By applying Bayes’ rule, we have the posterior distribution of $\varvec{w}$ as

$$\begin{aligned} \begin{aligned} P(\varvec{w}\,|\,\mathbf {X},\mathbf {X}_s,\mathbf {y}_s,\sigma _u,\sigma _s)\propto&\,P(\varvec{w})\cdot P(\mathbf {1}\,|\,\mathbf {X},\varvec{w},\sigma _u)\cdot P(\mathbf {y}_s\,|\,\mathbf {X}_s,\varvec{w},\sigma _s)\\ \propto&\,\exp \left( -\frac{\Vert \varvec{w}\Vert _2^2}{2}\right) \\&\cdot \frac{1}{\left( \sqrt{2\pi }\sigma _u\right) ^{N_u}}\exp \left( -\frac{\Vert \mathbf {1}-\varvec{\tilde{F}}_{\varvec{w}}\Vert _2^2}{2\sigma _u^2}\right) \\&\cdot \frac{1}{\left( \sqrt{2\pi }\sigma _s\right) ^{N_s}}\exp \left( -\frac{\Vert \mathbf {y}_s-\varvec{\tilde{f}}_{\varvec{w}}\Vert _2^2}{2\sigma _s^2}\right) , \end{aligned} \end{aligned}$$

(6)

where $N_u$ and $N_s$ are the number of elements in $\varvec{\tilde{F}}_{\varvec{w}}$ and $\varvec{\tilde{f}}_{\varvec{w}}$, respectively; $\mathbf {1}$ is a $N_u$-dimensional vector of ones.

Inference. We infer the model parameters $\varvec{w}$, $\sigma _u$, and $\sigma _s$ using maximum a posteriori estimation. We effectively minimize the negative logarithm of the posterior

$$\begin{aligned} \begin{aligned} J(\varvec{w},\sigma _u,\sigma _s)=&\frac{1}{2}\Vert \varvec{w}\Vert _2^2+\frac{1}{2\sigma _u^2}\Vert \mathbf {1}-\varvec{\tilde{F}}_{\varvec{w}}\Vert _2^2+N_u\log \sigma _u\\&+\frac{1}{2\sigma _s^2}\Vert \mathbf {y}_s-\varvec{\tilde{f}}_{\varvec{w}}\Vert _2^2+N_s\log \sigma _s. \end{aligned} \end{aligned}$$

(7)

Observe that the DNF formula in (4) is differentiable. With any (piecewise) differentiable choice of $\tilde{f}_{\varvec{w}}$, we can minimize (7) using (sub-) gradient descent. The gradient of (7) with respect to the classifier parameter $\varvec{w}$ is

$$\begin{aligned} \nabla _{\varvec{w}}J=\varvec{w}^{\top }-\frac{1}{\sigma _u^2}\left( \mathbf {1}-\varvec{\tilde{F}}_{\varvec{w}}\right) ^{\top }\nabla _{\varvec{w}}\varvec{\tilde{F}}_{\varvec{w}}-\frac{1}{\sigma _s^2}\left( \mathbf {y}_s-\varvec{\tilde{f}}_{\varvec{w}}\right) ^{\top }\nabla _{\varvec{w}}\varvec{\tilde{f}}_{\varvec{w}}, \end{aligned}$$

(8)

Since we choose $\tilde{f}$ to be a logistic sigmoid function with a linear discriminant (5), the j-th ($j=1,\ldots ,N_s$) row of $\nabla _{\varvec{w}}\varvec{\tilde{f}}_{\varvec{w}}$ is

$$\begin{aligned} \nabla _{\varvec{w}}\tilde{f}_j=\tilde{f}_j(1-\tilde{f}_j)\cdot \mathbf {x}_j^{\top }. \end{aligned}$$

(9)

where $\mathbf {x}_j$ is the j-th element in $\mathbf {X}_s$.
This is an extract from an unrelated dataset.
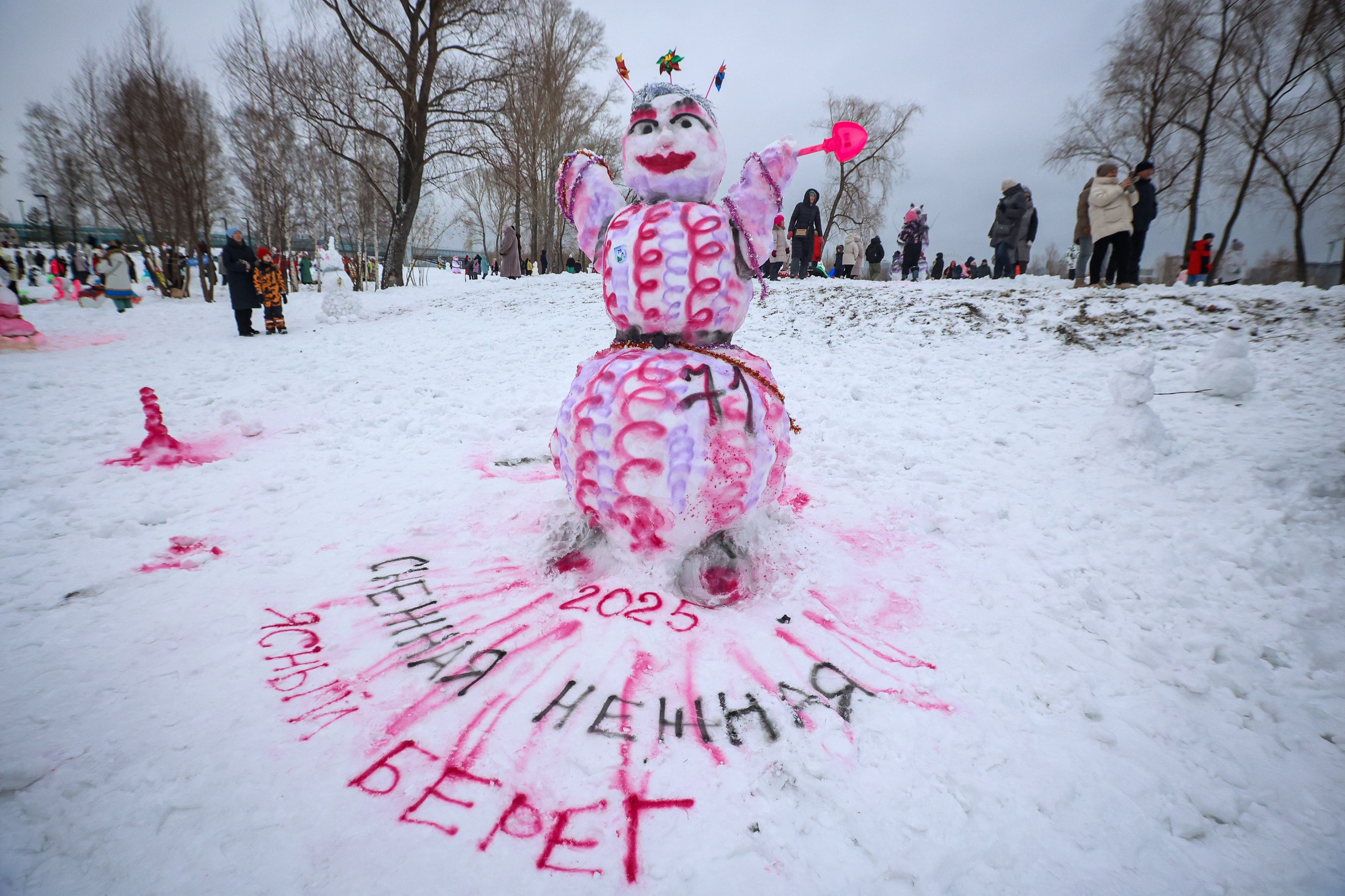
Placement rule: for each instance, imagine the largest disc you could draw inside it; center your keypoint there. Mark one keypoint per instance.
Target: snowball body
(662, 444)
Define $g_j=\prod _{k=0}^{j-1}\tilde{f}_{\rho ^k(i)}\cdot \prod _{k=j}^{L-1}(1-\tilde{f}_{\rho ^k(i)})$, $j=0,\ldots ,L$, we write (4) as $\tilde{F}^L_i=1-\prod _{j=0}^L(1-g_j)$ as the i-th ($i=1,\ldots ,N_u$) element of $\varvec{\tilde{F}}_{\varvec{w}}$. Then the i-th row of $\nabla _{\varvec{w}}\varvec{\tilde{F}}_{\varvec{w}}$ is

$$\begin{aligned} \nabla _{\varvec{w}}\tilde{F}^L_i=\sum _{j=0}^L\left( g_j\prod _{\begin{array}{c} k=0\\ k\ne j \end{array}}^L\left( 1-g_k\right) \right) \left( \sum _{k=0}^{j-1}\frac{\nabla _{\varvec{w}}\tilde{f}_{\rho ^k(i)}}{\tilde{f}_{\rho ^k(i)}}-\sum _{k=j}^{L-1}\frac{\nabla _{\varvec{w}}\tilde{f}_{\rho ^k(i)}}{1-\tilde{f}_{\rho ^k(i)}}\right) , \end{aligned}$$

(10)

where $\nabla _{\varvec{w}}\tilde{f}_{\rho ^k(i)}$ can be computed using (9).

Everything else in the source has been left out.